La mauvaise foi n'a jamais été absente des slogans politiques, mais tout de même. Lorsqu'ils prétendent s'en prendre à «l'impôt le plus injuste», en réclamant la fin de la taxation des successions directes, les libéraux dépassent les bornes. S'il y a un impôt qui colle à la logique redistributrice de tout prélèvement fiscal, c'est bien celui-là. Ciblé sur les fortunes, plus pertinent que les impôts de consommation, il est là pour égaliser un peu les chances au sein d'une même génération. «En bonne logique libérale, il devrait être favorisé puisqu'il insiste sur le rôle de l'individu, au détriment de l'oreiller de paresse de la transmission des patrimoines», relève un observateur de la fiscalité suisse.

Au contraire, les libéraux mènent l'assaut, ce qui consacre la victoire de l'aile économique du mouvement sur une aile humaniste désormais disparue.

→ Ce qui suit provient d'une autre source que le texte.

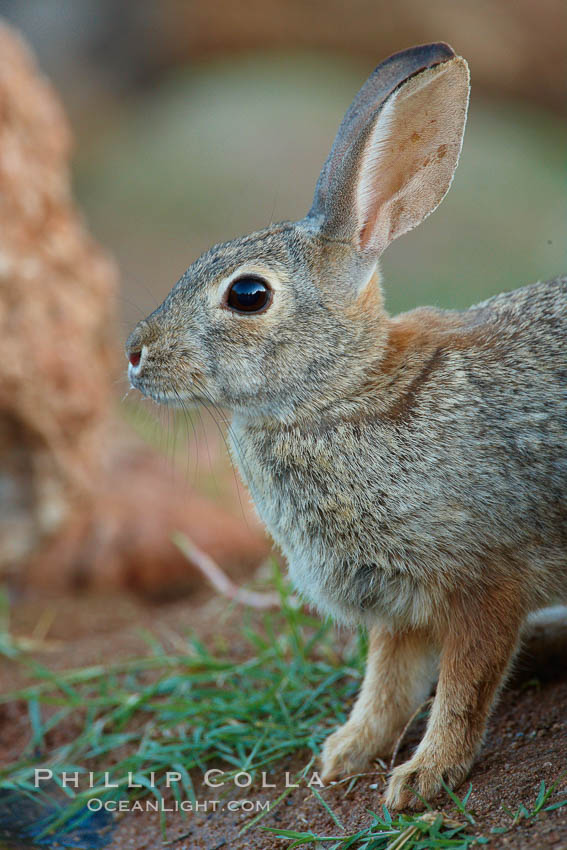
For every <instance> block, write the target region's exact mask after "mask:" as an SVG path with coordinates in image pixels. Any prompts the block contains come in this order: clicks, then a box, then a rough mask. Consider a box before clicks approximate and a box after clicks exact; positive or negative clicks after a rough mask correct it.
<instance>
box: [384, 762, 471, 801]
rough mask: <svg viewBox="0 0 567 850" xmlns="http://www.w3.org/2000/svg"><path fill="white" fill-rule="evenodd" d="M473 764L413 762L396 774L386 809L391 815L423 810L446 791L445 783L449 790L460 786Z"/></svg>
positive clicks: (395, 775)
mask: <svg viewBox="0 0 567 850" xmlns="http://www.w3.org/2000/svg"><path fill="white" fill-rule="evenodd" d="M471 763H472V759H471V760H470V761H466V762H465V761H463V762H461V763H460V764H453V765H450V766H447V765H441V764H439V763H436V762H435V761H434V760H433V759H431V760H426V759H424V758H419V757H418V758H416V757H414V758H412V759H410V760H409V761H407V762H406V763H405V764H401V765H400V766H399V767H396V768H395V770H394V771H393V772H392V776H391V777H390V781H389V783H388V788H387V790H386V799H385V803H386V807H387V808H388V809H390V810H391V811H399V810H400V809H421V808H423V802H422V801H423V800H431V799H432V797H435V795H436V794H438V793H439V791H441V789H442V788H443V782H444V783H445V784H446V785H448V786H449V788H456V787H457V786H458V785H460V783H461V782H462V781H463V779H464V778H465V777H466V775H467V773H468V772H469V770H470V767H471ZM414 792H416V793H414ZM418 795H419V796H418Z"/></svg>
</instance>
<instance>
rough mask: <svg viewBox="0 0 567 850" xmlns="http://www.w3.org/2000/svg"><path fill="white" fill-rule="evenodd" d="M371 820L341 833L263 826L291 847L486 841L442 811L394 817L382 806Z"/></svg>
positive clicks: (331, 849) (457, 844) (381, 845)
mask: <svg viewBox="0 0 567 850" xmlns="http://www.w3.org/2000/svg"><path fill="white" fill-rule="evenodd" d="M370 814H371V815H372V824H371V825H370V826H369V827H366V828H365V829H361V830H359V831H358V832H354V833H350V834H343V835H336V834H333V835H321V834H317V833H313V832H295V831H294V830H291V829H266V831H267V832H271V833H273V834H274V835H276V836H277V837H278V838H280V839H288V840H289V842H290V844H289V847H290V850H291V848H294V847H309V846H311V847H316V848H327V850H347V848H352V850H355V848H356V850H398V848H402V847H403V848H404V850H411V848H414V850H441V848H445V847H447V848H453V850H467V848H468V847H471V846H472V845H473V844H474V845H481V844H488V842H489V839H488V838H479V837H476V836H474V835H468V834H467V833H466V830H467V829H468V828H469V825H468V824H467V823H460V822H459V821H455V820H453V819H452V818H448V817H446V816H445V815H443V814H442V813H441V812H426V813H425V814H424V815H399V816H397V817H395V818H393V817H392V816H391V815H390V813H389V812H388V810H387V809H386V808H385V807H384V808H383V810H382V815H378V814H376V813H375V812H370Z"/></svg>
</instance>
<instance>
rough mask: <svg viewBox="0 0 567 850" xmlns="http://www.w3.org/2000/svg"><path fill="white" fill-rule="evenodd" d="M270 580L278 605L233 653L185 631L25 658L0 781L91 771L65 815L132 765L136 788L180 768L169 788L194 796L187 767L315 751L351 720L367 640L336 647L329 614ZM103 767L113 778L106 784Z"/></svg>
mask: <svg viewBox="0 0 567 850" xmlns="http://www.w3.org/2000/svg"><path fill="white" fill-rule="evenodd" d="M274 580H275V582H276V585H277V586H278V588H279V591H280V594H281V599H282V608H281V611H279V612H276V613H273V614H268V615H264V617H263V621H262V623H261V625H258V626H257V627H254V628H252V627H251V626H250V624H248V625H244V626H243V627H242V644H243V647H242V651H241V659H240V660H238V659H236V660H235V657H234V654H232V656H231V655H230V653H228V652H227V651H217V652H211V650H210V649H209V648H207V647H206V646H204V645H203V644H202V643H201V642H199V641H198V640H197V639H196V638H195V637H192V638H189V639H188V641H187V650H186V652H180V653H178V654H175V655H171V654H168V653H166V652H165V651H164V649H163V647H162V646H161V645H160V644H159V643H158V642H157V641H156V640H155V639H153V638H148V640H149V641H150V654H149V655H148V656H147V657H144V658H139V659H133V660H131V661H127V662H124V663H118V664H114V665H108V666H106V665H102V664H101V665H97V666H93V667H88V668H84V669H81V670H74V671H70V672H65V673H54V672H51V671H49V670H48V669H46V668H45V667H43V666H41V665H40V664H38V663H37V662H34V661H33V660H28V661H26V662H20V663H27V664H28V665H29V668H30V672H31V674H32V675H33V678H34V683H33V684H32V685H30V686H29V687H26V688H24V689H21V690H19V691H14V692H12V693H7V694H4V695H2V697H1V698H0V701H1V702H4V703H6V702H10V701H14V700H24V701H25V703H26V704H27V712H28V718H29V726H30V733H31V734H30V740H29V743H28V745H27V747H26V749H25V751H24V752H23V753H22V755H21V757H20V758H19V759H18V760H17V761H15V762H13V763H11V764H8V765H6V766H4V767H3V768H2V769H1V770H0V786H1V787H3V788H10V789H14V790H19V791H27V792H29V793H32V794H34V795H35V796H36V797H37V793H38V792H37V789H36V788H35V787H34V785H33V778H34V769H35V768H36V767H42V768H51V769H52V770H53V771H54V774H55V775H59V776H60V775H61V773H62V772H63V771H66V772H74V771H76V770H80V771H85V772H86V771H94V773H95V776H96V778H97V781H96V783H95V787H94V788H84V789H80V790H76V789H73V788H67V789H65V790H66V793H67V794H68V795H69V797H70V798H71V799H72V805H71V806H68V807H67V809H66V810H65V817H70V816H71V815H72V814H73V813H76V811H77V810H78V809H79V808H80V807H82V806H84V805H85V803H86V801H87V800H88V799H89V798H90V797H100V798H102V799H104V798H105V797H108V798H110V797H112V798H113V799H117V798H120V797H121V796H122V797H126V796H128V795H129V794H131V793H132V792H131V791H128V789H127V784H128V774H129V773H130V774H131V775H132V777H133V779H134V781H135V782H136V783H138V784H140V785H142V786H144V787H143V788H142V789H138V790H136V791H134V793H135V794H137V795H139V796H141V795H147V794H154V796H156V797H158V798H161V797H162V794H163V791H164V782H165V774H166V772H167V771H177V772H179V773H180V774H181V775H182V781H181V782H180V783H179V784H177V785H173V786H172V789H173V791H174V793H175V795H176V796H177V798H178V799H190V800H195V789H194V787H193V782H192V779H191V775H190V771H191V769H192V768H196V769H198V770H199V771H204V770H206V769H207V768H208V767H209V766H211V765H214V766H215V767H218V766H219V765H220V766H221V767H222V768H223V769H224V770H226V771H227V777H226V778H227V779H228V778H229V777H230V775H231V772H232V773H233V774H234V773H237V772H238V771H241V770H245V771H248V772H249V773H251V774H252V775H253V776H254V775H256V774H257V772H258V771H259V770H260V769H266V768H268V769H269V766H270V765H272V764H274V763H275V762H279V761H281V759H283V758H285V757H286V756H289V755H291V754H292V753H295V752H297V751H299V750H303V751H305V750H307V751H311V752H312V753H316V752H318V750H319V748H320V744H321V742H322V741H323V740H324V738H325V737H326V735H327V734H328V732H329V729H330V728H331V727H333V726H335V725H336V724H337V722H341V721H343V720H344V719H346V713H347V711H348V707H349V704H350V702H351V699H352V698H353V697H354V695H355V693H356V691H357V689H358V686H359V680H360V673H361V669H362V665H363V661H364V655H365V649H366V648H365V641H364V638H363V637H362V635H361V636H359V639H358V640H357V641H356V642H354V644H352V645H351V647H350V649H347V650H345V652H344V653H343V654H342V655H340V656H338V655H337V652H336V647H335V646H334V644H333V641H332V637H331V634H330V625H329V624H328V623H323V624H322V623H321V622H320V621H319V620H317V619H315V618H312V617H310V616H308V615H306V614H305V613H304V612H303V610H302V609H301V608H300V607H298V605H297V604H296V603H295V602H294V601H293V600H292V599H291V598H290V596H289V593H288V588H287V587H286V586H285V585H284V583H283V582H282V579H281V576H280V575H279V573H277V572H276V574H275V576H274ZM53 741H57V742H58V743H56V744H53V743H52V742H53ZM104 772H107V773H108V782H109V783H113V784H116V785H118V789H113V790H111V791H110V792H109V791H108V789H107V790H105V789H104V787H102V780H103V775H104ZM152 774H154V776H155V782H156V784H155V787H152V786H151V783H150V777H151V776H152Z"/></svg>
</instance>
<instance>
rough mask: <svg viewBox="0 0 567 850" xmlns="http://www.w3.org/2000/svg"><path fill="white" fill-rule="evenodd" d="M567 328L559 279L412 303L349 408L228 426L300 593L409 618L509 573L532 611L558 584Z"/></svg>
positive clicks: (564, 564) (258, 497)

L'attaque traduit aussi la polarisation et le durcissement croissant de la vie politique cantonale; la seule excuse des libéraux étant ici de suivre l'exemple naguère donné par les popistes ou l'UDC.

Reste à savoir si cette offensive, même si elle imite la politique suivie par plusieurs autres cantons, ne finira pas par un autogoal. Car la fiscalité des successions tente la Confédération, qui pourrait se montrer un jour assez maline pour la revendiquer au nom du paiement de l'AVS, ou de l'assurance maladie. Les libéraux vaudois n'y croient pas, mais quel pied de nez à la défense du cantonalisme cela représenterait!